Friday, March 6, 2015

Kneeling in the Mud

 Over 5,000 British priests and pastors served as army chaplains or padres during the First World War.  Their job was to provide spiritual guidance for the soldiers and to boost the morale of the men at the front.  The grim realities of the job included scenes they hardly could have imagined. 

Often stationed just behind the lines at first aid posts and casualty clearing stations, padres ministered to wounded and dying men.  In a war in which bodies were often torn apart or abandoned in No Man's Land, padres assisted in retrieving and identifying soldiers' remains and giving them burial.  They frequently had to deliver news of men's death to their comrades-in-arms, and theirs was the gut-wrenching duty of providing solace to men who had deserted and were to be shot by their fellow soldiers at dawn.  The BBC webpage "Why did chaplains end up on the front line in WW1?" tells more of their stories.   

Geoffrey Studdert Kennedy was not only a padre, but a poet.  His poem "Lighten our Darkness," shares the struggles of a man wrestling with his faith and his God in the midst of war. 

Lighten our Darkness 

Lighten our darkness, Lord, in bygone years,
Oft have I prayed and thought on childish fears,
Glad in my heart that, when the day was dead,
God's four white angels watched about my bed.
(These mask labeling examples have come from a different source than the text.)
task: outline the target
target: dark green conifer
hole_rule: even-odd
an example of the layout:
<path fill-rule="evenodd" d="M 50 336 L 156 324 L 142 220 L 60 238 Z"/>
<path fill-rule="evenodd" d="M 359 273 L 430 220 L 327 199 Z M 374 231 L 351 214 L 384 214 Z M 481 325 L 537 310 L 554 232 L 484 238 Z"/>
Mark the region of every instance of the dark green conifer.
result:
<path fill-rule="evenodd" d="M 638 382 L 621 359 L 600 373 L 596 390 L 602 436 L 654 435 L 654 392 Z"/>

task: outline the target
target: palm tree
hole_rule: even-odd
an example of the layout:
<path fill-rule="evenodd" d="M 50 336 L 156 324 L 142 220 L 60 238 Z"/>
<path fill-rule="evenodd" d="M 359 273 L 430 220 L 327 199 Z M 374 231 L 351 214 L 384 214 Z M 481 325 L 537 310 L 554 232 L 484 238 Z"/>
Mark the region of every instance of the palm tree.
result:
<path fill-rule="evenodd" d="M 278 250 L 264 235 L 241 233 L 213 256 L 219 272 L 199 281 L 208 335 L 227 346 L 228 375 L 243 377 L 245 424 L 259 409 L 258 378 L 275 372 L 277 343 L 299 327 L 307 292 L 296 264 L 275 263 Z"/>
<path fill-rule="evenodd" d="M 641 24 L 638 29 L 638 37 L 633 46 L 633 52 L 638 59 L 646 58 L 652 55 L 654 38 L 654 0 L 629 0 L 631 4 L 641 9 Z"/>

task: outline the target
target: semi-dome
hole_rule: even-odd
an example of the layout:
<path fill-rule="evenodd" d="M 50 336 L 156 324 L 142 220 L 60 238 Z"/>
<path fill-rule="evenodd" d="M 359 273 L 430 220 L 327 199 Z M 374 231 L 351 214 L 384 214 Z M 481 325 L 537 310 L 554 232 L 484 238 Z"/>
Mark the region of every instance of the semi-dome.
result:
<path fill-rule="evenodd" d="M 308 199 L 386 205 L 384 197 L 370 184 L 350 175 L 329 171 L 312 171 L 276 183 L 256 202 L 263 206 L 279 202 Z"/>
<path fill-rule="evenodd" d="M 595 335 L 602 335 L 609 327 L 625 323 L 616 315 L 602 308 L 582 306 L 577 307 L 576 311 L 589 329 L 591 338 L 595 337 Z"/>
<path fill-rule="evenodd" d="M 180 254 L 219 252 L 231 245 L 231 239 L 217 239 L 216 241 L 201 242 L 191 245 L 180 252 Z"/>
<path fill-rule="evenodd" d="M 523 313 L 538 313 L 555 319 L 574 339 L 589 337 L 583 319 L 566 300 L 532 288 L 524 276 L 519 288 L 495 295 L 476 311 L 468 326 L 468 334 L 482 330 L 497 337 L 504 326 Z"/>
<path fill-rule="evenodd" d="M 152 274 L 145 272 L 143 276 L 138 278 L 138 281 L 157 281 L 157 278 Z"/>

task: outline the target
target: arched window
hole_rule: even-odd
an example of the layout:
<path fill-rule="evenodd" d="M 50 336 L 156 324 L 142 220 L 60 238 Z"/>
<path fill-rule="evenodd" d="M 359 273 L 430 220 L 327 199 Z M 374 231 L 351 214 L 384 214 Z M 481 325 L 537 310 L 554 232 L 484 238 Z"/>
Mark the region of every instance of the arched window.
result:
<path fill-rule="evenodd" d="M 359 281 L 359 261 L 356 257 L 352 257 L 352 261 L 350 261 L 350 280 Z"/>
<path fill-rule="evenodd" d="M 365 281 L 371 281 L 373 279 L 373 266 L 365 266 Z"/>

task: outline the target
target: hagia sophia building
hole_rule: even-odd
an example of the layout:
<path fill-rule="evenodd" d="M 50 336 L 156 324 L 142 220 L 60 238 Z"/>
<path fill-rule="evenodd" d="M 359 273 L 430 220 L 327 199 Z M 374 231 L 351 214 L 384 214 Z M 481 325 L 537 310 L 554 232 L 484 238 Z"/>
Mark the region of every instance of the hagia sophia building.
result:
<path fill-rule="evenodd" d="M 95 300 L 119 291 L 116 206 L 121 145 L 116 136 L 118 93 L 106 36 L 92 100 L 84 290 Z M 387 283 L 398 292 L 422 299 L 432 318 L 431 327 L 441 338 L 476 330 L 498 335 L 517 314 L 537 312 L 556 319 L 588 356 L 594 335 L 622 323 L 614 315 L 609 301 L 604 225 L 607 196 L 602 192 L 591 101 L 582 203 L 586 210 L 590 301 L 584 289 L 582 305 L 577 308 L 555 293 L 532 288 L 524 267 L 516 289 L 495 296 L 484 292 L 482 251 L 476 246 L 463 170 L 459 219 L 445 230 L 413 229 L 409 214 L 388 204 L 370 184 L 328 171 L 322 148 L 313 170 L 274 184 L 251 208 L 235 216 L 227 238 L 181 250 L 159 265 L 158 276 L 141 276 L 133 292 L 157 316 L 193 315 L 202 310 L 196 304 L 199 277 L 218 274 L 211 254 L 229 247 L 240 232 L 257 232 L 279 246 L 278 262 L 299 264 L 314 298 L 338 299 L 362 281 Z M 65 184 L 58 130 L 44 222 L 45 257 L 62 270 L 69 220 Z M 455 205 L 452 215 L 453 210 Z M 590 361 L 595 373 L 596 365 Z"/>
Lighten our darkness! Kneeling in the mud,
My hands still wet and warm with human blood,
Oft have I prayed it! Perils of this night!
Sorrow of soldiers! Mercy, give us light.

Lighten our darkness! Black upon the mind
Questions and doubts, so many paths that wind,
Worlds of blind sorrow crying out for sight.
Peace, where is Peace? Lord Jesus, give us light.

Lighten our darkness! Stumbling to the end,
Millions of mortals feeling for a friend,
Shall not the judge of all the earth do right?
Flame through the darkness, Lord, and give us Light.

    --Geoffrey Studdert Kennedy

The poem begins with a memory:  in "bygone years," when he was safe at home and in his bed, a man remembers praying for God's light in response to his "childish fears."  The second stanza repeats the prayer, but this time an exclamation point marks the desperate urgency and need in his very different current circumstances:  "Lighten our darkness!"  Three more exclamation points in the stanza communicate the mental anguish that prompts his call to God. 

He kneels in prayer, not at his own comfortable bedside, but rather in mud on a battlefield, his hands "still wet and warm with human blood."  In the muck and gore of the Western Front, in the darkness and dangers of the night, he calls out to God, simply naming him "Mercy." 

The third stanza again repeats the prayer for light.  Darker than the terrors of the battlefield, however, are the bleak, internal struggles of the mind.  The man's "Questions and doubts" are likened to the maze-like paths of the trench system that are estimated to have stretched for over 25,000 miles if laid end-to-end.  Like the zig-zagging trenches that are shored up with dead bodies and are full of misery and fear, the man's doubts are life-threatening.  From the blackness of his thoughts, "Worlds of blind sorrow" cry out for sight.  Each dead man encapsulates a world of his own -- a home, a family, friends, dreams -- and the padre carries with him worlds and worlds of grief that have blinded him with tears and with the inability to see past the losses. 
He begs the question "Peace, where is Peace?" No answer is given, and so he again prays for light, this time addressing Jesus directly.  It is as if the speaker knows that an end to the fighting is nowhere in sight, but if light can be given, he can endure the war.  Light signifies both hope and vision:  he prays for insights that will reveal that the war has purpose or meaning. 

The last stanza extends that prayer: it is not just one man who struggles, but "millions of mortals feeling for a friend" in the darkness.  The double sense of the word "feeling" suggests both emotional attachment and a blind man's reaching out to find the way.     

In the poem's last line, however, the seeker turns from a plea for meaning to a prayer for Presence.  The man asks God to "Flame through the darkness," an image that recalls the pillar of fire that embodied the holy presence of God that led the Moses and the Israelites in their wanderings through the desert.  Like Moses, it is as if the supplicant relinquishes his need for answers and control, saying "If Your Presence does not go with us, do not bring us up from here" (Exodus 33:14).  Even though he may "stumble to the end," it is possible to move forward if God's flame, whether pillar of fire or candle light, is there with him.   

Studdert Kennedy is one of the best-known and loved chaplains of the First World War. Nicknamed "Woodbine Willie" because he shared cigarettes of that name with soldiers, he was known for his humble willingness to simply stand alongside the fighting men and do what he could to lessen their suffering.  Further details of his life and service can be found here and here
When he died on March 8, 1929, as his body lay in state in Liverpool, over 1,700 mourners paid their respects in a single day.  Studdert Kennedy once wrote, "Nobody worries about Christ as long as he can be shut up in churches.  He is quite safe there.  But there is always trouble if you try to let him out."  Studdert Kennedy loved a dangerous God that he wrestled with on the battlefields of the First World War.